Entre le brouillard de guerre et la guerre informationnelle, il est difficile de savoir précisément combien d’enfants sont concerné·es par les déportations. Les sources ukrainiennes ont identifié officiellement 20 000 enfants qui se trouvent actuellement en Russie. Il y en a très probablement davantage. De son côté, Maria Lvova-Belova la « commissaire aux droits des enfants » de Vladimir Poutine affirme que la Russie « a accueilli » 700 000 enfants.
Le mode opératoire des enlèvements est multiple. Il peut avoir lieu lors d’un simple barrage routier ou lors d’un séjour à l’hôpital pour soigner les blessures occasionnées par un bombardement. Parfois, les occupants russes mettent en place des camps de filtration. Les orphelin·es sont alors des cibles privilégié·es pour les enlèvements mais les soldats russes n’hésitent pas à séparer des familles pour une raison ou une autre. C’est dans un de ces camps de filtration qu’Oleksandr, 12 ans originaire de Marioupol a été subitement séparé de sa mère et s’est vu annoncer par des soldats russes qu’il allait être transféré dans un orphelinat avant d’être « adopté » par une famille russe.
Russification forcée

Une fois séparé·es de leur famille, les enfants sont régulièrement déplacé·es, ce qui rend très difficile leur localisation. Elles et ils sont emmené·es dans des internats, des orphelinats ou des camps en Ukraine occupée, en Russie ou en Biélorussie. Les enfants qui en sont revenu·es décrivent un processus de « réhabilitation» à grande échelle dans des camps pouvant parfois accueillir des milliers de personnes, comme ceux de « Mriya », « Druzhba » et « Promenystyi » en Crimée occupée. Ce processus vise à effacer l’identité ukrainienne de ces enfants : documents d’identités confisqués, interdiction de parler leur langue, cours entièrement en russe, port de l’uniforme et lever des couleurs de la Russie, etc. Elles et ils décrivent également les mauvaises conditions de détention : les lits en métal, la nourriture insuffisante mais surtout les insultes, les coups et la pression psychologique des gardes qui les menacent fréquemment d’être envoyés dans une « famille d’accueil » en Russie.

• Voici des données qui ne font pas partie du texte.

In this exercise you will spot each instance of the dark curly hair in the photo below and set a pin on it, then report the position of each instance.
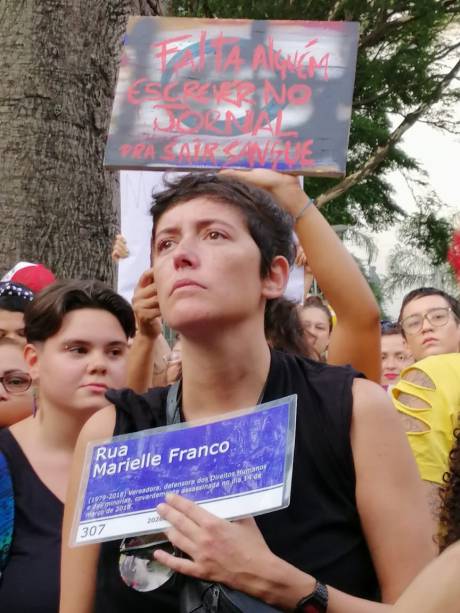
(449, 520)
(283, 328)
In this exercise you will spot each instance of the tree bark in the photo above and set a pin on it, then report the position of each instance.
(57, 79)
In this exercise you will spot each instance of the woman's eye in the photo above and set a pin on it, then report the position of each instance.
(215, 234)
(115, 353)
(77, 349)
(164, 244)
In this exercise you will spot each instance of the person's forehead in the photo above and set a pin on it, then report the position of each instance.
(424, 303)
(11, 319)
(90, 324)
(197, 210)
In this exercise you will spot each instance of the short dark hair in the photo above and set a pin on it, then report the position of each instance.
(14, 296)
(284, 329)
(317, 303)
(44, 316)
(430, 291)
(270, 226)
(390, 328)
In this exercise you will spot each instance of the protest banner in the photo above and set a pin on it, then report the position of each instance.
(209, 93)
(236, 465)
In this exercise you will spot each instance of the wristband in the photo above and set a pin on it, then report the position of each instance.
(304, 210)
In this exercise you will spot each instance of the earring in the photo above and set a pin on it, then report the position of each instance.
(34, 402)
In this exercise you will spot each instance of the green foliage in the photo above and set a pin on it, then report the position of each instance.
(397, 69)
(426, 231)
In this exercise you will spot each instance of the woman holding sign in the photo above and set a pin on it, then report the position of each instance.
(76, 349)
(222, 248)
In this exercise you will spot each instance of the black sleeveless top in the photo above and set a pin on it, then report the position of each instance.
(320, 532)
(30, 581)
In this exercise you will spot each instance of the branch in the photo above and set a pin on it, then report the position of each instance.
(334, 12)
(381, 32)
(382, 152)
(446, 51)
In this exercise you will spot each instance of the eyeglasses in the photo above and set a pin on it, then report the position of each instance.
(436, 317)
(16, 382)
(389, 326)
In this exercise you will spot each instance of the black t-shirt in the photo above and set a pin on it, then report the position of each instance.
(30, 582)
(320, 532)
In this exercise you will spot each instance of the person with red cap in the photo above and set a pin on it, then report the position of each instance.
(34, 276)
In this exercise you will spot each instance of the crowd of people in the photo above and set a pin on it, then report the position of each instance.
(373, 520)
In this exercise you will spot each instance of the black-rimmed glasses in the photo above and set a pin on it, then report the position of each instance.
(16, 381)
(437, 317)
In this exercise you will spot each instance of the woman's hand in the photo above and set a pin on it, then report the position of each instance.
(120, 248)
(233, 553)
(146, 307)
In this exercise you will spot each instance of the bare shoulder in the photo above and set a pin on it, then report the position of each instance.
(370, 400)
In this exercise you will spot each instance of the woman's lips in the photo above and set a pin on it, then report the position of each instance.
(96, 387)
(185, 283)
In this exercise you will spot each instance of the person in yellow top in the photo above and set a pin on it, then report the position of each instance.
(428, 399)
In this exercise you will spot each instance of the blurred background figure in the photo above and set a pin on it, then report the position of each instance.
(317, 324)
(14, 298)
(395, 353)
(34, 276)
(430, 322)
(15, 388)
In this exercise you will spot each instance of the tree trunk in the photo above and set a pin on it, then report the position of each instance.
(57, 79)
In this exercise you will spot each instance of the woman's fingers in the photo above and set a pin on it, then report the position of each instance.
(183, 566)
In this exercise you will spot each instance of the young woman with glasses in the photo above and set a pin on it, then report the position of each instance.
(76, 349)
(430, 321)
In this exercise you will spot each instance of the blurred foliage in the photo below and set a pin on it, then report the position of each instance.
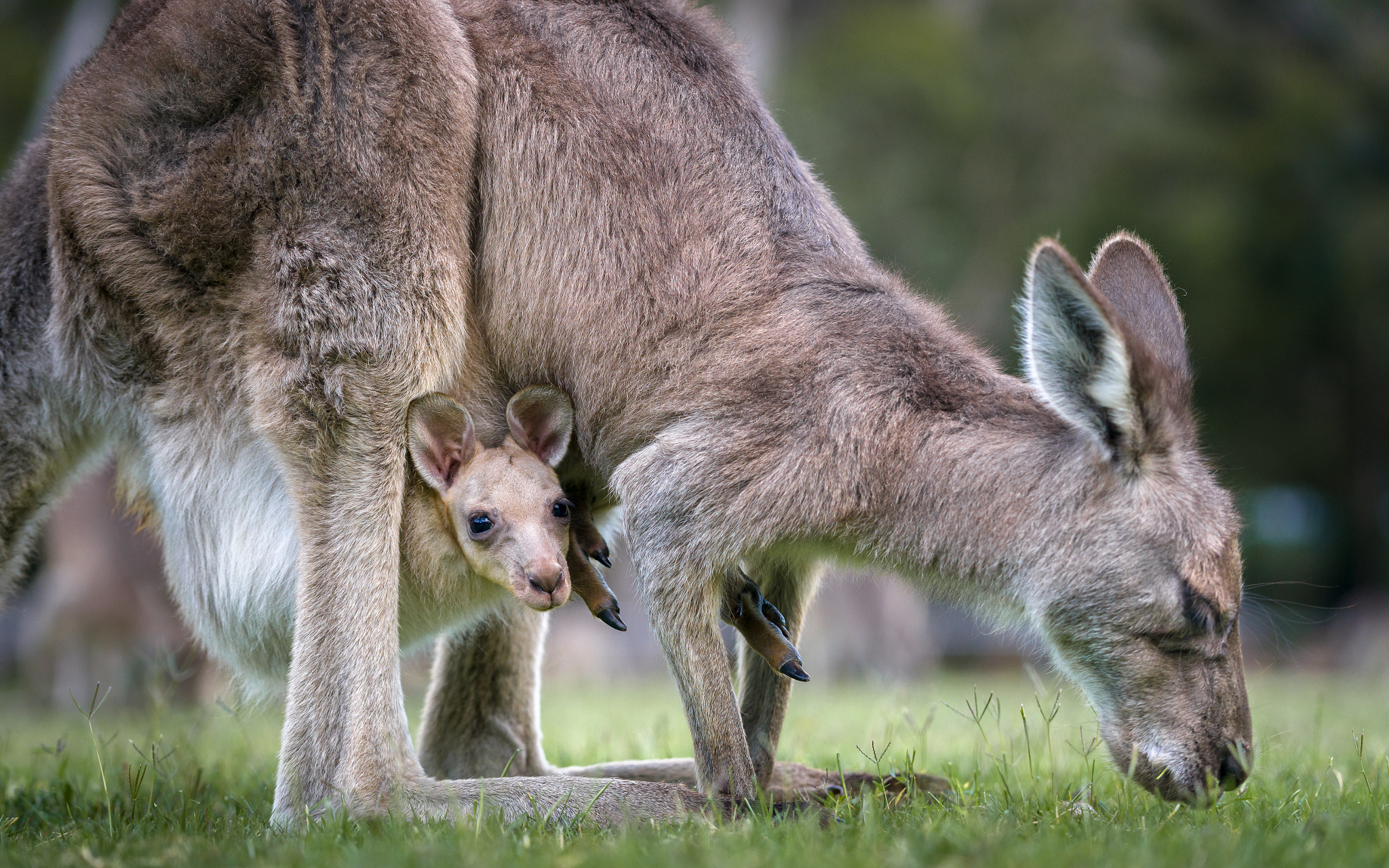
(1247, 140)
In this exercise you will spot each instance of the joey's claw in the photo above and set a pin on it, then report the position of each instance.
(610, 617)
(792, 670)
(763, 627)
(772, 614)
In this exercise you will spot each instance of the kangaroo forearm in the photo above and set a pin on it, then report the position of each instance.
(481, 713)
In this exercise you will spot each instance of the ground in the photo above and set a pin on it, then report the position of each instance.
(1028, 792)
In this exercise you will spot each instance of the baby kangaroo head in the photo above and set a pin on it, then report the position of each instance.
(1138, 595)
(505, 506)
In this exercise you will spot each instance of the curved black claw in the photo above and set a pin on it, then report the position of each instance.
(792, 670)
(609, 617)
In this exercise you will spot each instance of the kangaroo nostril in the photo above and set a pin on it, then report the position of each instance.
(1232, 771)
(545, 583)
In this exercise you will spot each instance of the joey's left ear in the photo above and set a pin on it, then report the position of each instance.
(1108, 351)
(542, 418)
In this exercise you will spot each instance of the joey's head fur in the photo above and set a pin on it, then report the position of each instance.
(503, 507)
(1141, 601)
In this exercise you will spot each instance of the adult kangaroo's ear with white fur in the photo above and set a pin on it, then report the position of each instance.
(542, 420)
(1108, 351)
(442, 439)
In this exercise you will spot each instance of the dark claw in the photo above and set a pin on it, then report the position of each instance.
(609, 617)
(792, 670)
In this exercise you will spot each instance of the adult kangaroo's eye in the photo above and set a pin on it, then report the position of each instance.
(478, 526)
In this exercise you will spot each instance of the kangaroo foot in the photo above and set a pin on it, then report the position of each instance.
(592, 589)
(763, 627)
(587, 535)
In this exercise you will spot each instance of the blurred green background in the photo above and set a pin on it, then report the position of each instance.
(1247, 140)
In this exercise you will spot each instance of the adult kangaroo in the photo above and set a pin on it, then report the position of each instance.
(257, 229)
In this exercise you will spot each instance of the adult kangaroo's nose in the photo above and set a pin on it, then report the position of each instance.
(1232, 768)
(545, 576)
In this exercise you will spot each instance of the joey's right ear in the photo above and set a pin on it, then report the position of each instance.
(441, 439)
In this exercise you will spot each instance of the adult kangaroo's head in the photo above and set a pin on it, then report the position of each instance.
(1139, 599)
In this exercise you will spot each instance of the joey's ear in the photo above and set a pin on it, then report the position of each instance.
(542, 418)
(441, 439)
(1108, 351)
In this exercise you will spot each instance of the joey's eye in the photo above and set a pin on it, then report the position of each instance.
(478, 526)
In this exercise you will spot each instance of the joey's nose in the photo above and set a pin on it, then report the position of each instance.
(545, 576)
(1232, 770)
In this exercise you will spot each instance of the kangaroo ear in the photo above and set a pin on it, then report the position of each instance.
(441, 439)
(542, 418)
(1129, 275)
(1106, 351)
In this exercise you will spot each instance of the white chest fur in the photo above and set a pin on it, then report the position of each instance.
(231, 556)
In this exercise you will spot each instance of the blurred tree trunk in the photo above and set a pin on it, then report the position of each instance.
(762, 28)
(82, 33)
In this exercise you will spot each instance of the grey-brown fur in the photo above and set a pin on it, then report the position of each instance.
(273, 224)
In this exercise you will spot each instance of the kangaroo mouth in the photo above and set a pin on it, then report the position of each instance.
(538, 597)
(1174, 778)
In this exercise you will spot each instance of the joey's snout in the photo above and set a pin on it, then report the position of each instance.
(543, 584)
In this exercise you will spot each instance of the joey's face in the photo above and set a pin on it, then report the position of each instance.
(505, 506)
(511, 521)
(1143, 613)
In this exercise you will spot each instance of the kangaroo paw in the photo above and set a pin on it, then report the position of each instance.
(763, 627)
(593, 591)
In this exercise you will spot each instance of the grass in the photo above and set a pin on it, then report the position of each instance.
(193, 787)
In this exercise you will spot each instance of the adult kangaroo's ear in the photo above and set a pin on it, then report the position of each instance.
(442, 439)
(1127, 273)
(542, 418)
(1105, 352)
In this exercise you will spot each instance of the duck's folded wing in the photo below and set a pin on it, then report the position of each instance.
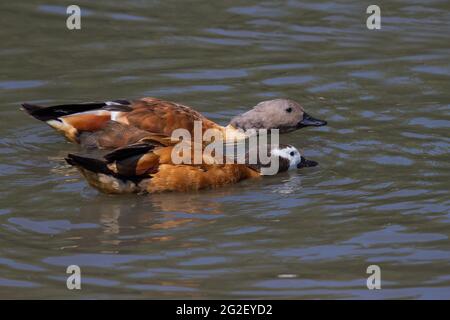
(116, 135)
(148, 114)
(124, 169)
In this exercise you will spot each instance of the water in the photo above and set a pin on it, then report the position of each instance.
(380, 195)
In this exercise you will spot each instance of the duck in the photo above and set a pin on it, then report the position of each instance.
(82, 122)
(147, 167)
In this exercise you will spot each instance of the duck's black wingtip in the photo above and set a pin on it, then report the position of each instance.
(90, 164)
(30, 108)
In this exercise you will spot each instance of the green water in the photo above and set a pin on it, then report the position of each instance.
(380, 195)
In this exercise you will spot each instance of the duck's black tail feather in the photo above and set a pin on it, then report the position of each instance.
(90, 164)
(101, 177)
(54, 112)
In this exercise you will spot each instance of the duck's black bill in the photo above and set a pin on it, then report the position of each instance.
(309, 121)
(306, 163)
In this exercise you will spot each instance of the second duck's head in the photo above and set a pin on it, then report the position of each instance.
(283, 114)
(289, 158)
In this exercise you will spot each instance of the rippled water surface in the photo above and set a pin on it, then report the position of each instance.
(380, 195)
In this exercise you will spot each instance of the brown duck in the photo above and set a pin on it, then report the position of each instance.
(90, 123)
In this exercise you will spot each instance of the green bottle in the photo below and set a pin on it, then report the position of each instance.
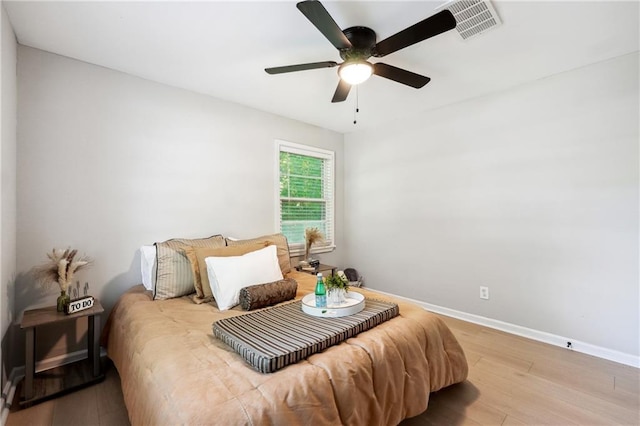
(321, 292)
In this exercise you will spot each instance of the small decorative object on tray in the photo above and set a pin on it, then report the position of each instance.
(353, 303)
(60, 269)
(337, 288)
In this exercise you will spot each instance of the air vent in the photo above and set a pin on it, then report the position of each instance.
(473, 17)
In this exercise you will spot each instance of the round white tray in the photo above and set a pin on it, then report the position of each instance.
(353, 305)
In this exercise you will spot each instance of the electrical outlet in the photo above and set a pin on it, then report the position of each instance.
(484, 292)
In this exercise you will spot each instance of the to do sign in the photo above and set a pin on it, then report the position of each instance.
(78, 305)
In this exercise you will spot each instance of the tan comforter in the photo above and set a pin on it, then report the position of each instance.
(174, 371)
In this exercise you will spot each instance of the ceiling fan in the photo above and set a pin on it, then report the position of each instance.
(357, 44)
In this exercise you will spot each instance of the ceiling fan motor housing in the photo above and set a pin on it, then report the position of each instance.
(363, 41)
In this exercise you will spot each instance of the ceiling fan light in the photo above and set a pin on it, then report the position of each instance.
(355, 72)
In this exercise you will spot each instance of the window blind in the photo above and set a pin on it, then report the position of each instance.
(306, 194)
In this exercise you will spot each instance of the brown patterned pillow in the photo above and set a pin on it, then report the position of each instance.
(284, 259)
(262, 295)
(174, 277)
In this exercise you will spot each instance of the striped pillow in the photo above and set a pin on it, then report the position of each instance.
(174, 276)
(284, 259)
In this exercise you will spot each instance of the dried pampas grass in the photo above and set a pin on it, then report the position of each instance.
(312, 236)
(60, 269)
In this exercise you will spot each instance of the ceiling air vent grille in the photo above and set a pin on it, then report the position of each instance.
(473, 17)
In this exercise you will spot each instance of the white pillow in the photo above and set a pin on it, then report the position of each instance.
(147, 266)
(228, 275)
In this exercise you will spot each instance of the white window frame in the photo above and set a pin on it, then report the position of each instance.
(297, 249)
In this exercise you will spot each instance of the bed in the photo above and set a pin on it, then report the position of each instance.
(174, 371)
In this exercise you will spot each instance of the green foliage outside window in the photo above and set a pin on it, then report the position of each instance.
(302, 200)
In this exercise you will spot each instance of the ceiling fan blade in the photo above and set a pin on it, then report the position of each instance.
(342, 91)
(401, 76)
(301, 67)
(318, 15)
(432, 26)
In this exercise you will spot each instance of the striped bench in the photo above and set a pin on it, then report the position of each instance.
(275, 337)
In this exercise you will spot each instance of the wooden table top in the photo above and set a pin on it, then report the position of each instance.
(49, 315)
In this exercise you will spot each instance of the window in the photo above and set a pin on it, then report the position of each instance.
(305, 194)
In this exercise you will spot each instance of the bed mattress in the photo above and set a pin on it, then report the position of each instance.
(273, 338)
(173, 369)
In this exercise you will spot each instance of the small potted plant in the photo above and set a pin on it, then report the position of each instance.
(336, 290)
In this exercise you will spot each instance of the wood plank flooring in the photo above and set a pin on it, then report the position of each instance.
(512, 381)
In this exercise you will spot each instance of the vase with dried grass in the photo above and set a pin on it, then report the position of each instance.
(60, 269)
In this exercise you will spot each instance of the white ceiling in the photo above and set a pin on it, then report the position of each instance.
(221, 49)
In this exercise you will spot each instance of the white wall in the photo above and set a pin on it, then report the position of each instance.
(532, 192)
(8, 94)
(108, 162)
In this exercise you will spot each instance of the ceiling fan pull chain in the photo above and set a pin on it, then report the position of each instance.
(357, 106)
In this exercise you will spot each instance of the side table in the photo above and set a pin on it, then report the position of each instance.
(320, 268)
(90, 369)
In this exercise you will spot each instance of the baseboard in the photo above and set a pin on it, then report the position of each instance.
(17, 374)
(541, 336)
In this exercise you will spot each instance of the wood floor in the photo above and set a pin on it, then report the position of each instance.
(512, 381)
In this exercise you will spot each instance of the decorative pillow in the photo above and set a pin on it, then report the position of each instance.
(196, 256)
(227, 275)
(147, 266)
(280, 241)
(263, 295)
(174, 277)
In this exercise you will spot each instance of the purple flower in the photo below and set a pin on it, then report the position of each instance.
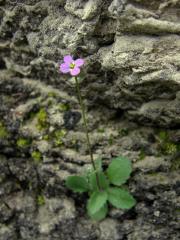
(71, 66)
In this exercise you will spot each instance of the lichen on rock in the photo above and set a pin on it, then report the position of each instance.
(131, 86)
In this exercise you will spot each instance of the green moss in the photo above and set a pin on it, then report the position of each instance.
(37, 156)
(59, 136)
(3, 131)
(166, 146)
(40, 200)
(23, 142)
(163, 135)
(42, 119)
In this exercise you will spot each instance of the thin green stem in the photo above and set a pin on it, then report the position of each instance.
(86, 129)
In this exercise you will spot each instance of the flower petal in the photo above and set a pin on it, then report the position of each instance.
(68, 59)
(79, 62)
(64, 68)
(75, 71)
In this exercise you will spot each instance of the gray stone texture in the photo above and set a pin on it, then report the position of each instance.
(131, 86)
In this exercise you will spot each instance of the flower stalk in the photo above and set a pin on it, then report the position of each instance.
(86, 129)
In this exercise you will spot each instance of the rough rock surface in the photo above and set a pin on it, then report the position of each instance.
(132, 90)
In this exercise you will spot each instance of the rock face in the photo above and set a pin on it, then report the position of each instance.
(131, 84)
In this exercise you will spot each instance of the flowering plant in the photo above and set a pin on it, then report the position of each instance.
(103, 186)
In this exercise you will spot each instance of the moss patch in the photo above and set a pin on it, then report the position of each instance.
(166, 146)
(42, 118)
(3, 131)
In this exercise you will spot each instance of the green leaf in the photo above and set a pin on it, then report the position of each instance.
(119, 170)
(120, 198)
(77, 184)
(101, 214)
(96, 202)
(103, 181)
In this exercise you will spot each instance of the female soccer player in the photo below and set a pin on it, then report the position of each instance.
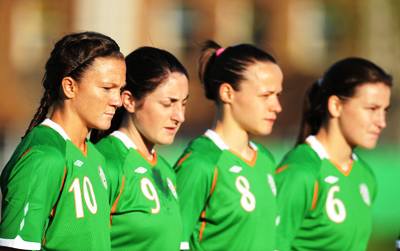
(54, 189)
(225, 182)
(145, 211)
(325, 191)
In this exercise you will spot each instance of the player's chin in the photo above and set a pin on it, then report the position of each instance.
(166, 140)
(261, 131)
(102, 124)
(368, 144)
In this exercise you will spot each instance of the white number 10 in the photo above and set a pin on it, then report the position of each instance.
(88, 195)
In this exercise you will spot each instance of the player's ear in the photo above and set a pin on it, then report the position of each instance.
(69, 87)
(334, 106)
(226, 93)
(128, 101)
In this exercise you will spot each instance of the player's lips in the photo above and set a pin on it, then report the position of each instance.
(271, 120)
(111, 114)
(375, 134)
(171, 129)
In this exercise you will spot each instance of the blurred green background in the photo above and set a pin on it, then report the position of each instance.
(306, 36)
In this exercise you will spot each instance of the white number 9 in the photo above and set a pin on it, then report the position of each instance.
(150, 193)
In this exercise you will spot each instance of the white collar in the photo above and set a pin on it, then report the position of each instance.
(214, 137)
(56, 127)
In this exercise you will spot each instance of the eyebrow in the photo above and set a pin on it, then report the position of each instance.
(174, 99)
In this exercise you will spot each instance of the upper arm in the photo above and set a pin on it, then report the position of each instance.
(29, 195)
(194, 179)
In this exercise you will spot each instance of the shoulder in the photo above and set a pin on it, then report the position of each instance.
(113, 151)
(201, 153)
(366, 167)
(301, 163)
(264, 151)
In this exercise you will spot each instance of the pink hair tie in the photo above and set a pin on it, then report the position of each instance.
(219, 51)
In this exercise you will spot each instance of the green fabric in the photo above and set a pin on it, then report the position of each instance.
(341, 218)
(240, 213)
(32, 185)
(140, 222)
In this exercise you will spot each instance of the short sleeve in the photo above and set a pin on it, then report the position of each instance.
(30, 193)
(295, 186)
(194, 178)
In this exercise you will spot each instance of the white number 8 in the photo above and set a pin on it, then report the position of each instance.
(248, 201)
(334, 207)
(150, 192)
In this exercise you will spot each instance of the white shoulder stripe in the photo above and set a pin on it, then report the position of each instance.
(56, 127)
(216, 139)
(125, 139)
(317, 147)
(19, 243)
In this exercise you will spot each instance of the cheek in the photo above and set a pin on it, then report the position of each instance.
(150, 118)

Parfois, après des semaines ou des mois sans pouvoir donner de nouvelles, les enfants parviennent, d’une manière ou d’une autre, à se procurer un téléphone et à contacter leurs proches permettant ainsi à ces derniers de les localiser, même de manière approximative.
Le difficile retour
Initiative Bring Kids Back UA
1243. Le nombre d’enfants ramenés à leur famille
Interrogé, le Syndicat des travailleurs de l’éducation et des sciences de l’Ukraine (STESU) n’est pas habilité à traiter la question des enlèvements d’enfants. Celle-ci fait l’objet d’âpres et secrètes négociations entre l’Ukraine et la Russie. Le gouvernement ukrainien, ses alliés et diverses ONG ont monté ensemble l’initiative Bring Kids Back UA (« Ramenez les enfants en Ukraine ») afin d’identifier, de localiser et de ramener auprès de leurs familles et en lieu sûr les enfants déporté·es. L’initiative prévoit également un support psychologique et scolaire pour les enfants rapatriés. Les témoignages et les documents attestant de ces enlèvements sont soigneusement collectées pour servir de preuves lors d’un éventuel procès pour crimes de guerre devant la Cour Pénale Internationale.
Le 17 mars 2023, la Cour Pénale Internationale a émis un mandat d’arrêt contre Vladimir Poutine et Maria Lvova-Belova. La CPI a des « motifs raisonnables de croire qu’ils sont individuellement responsables » des crimes de guerre de déportation illégale et de transfert illégal d’enfants. Si l’un d’eux se rend dans un État membre de la CPI, ce dernier a l’obligation, théorique, de l’arrêter.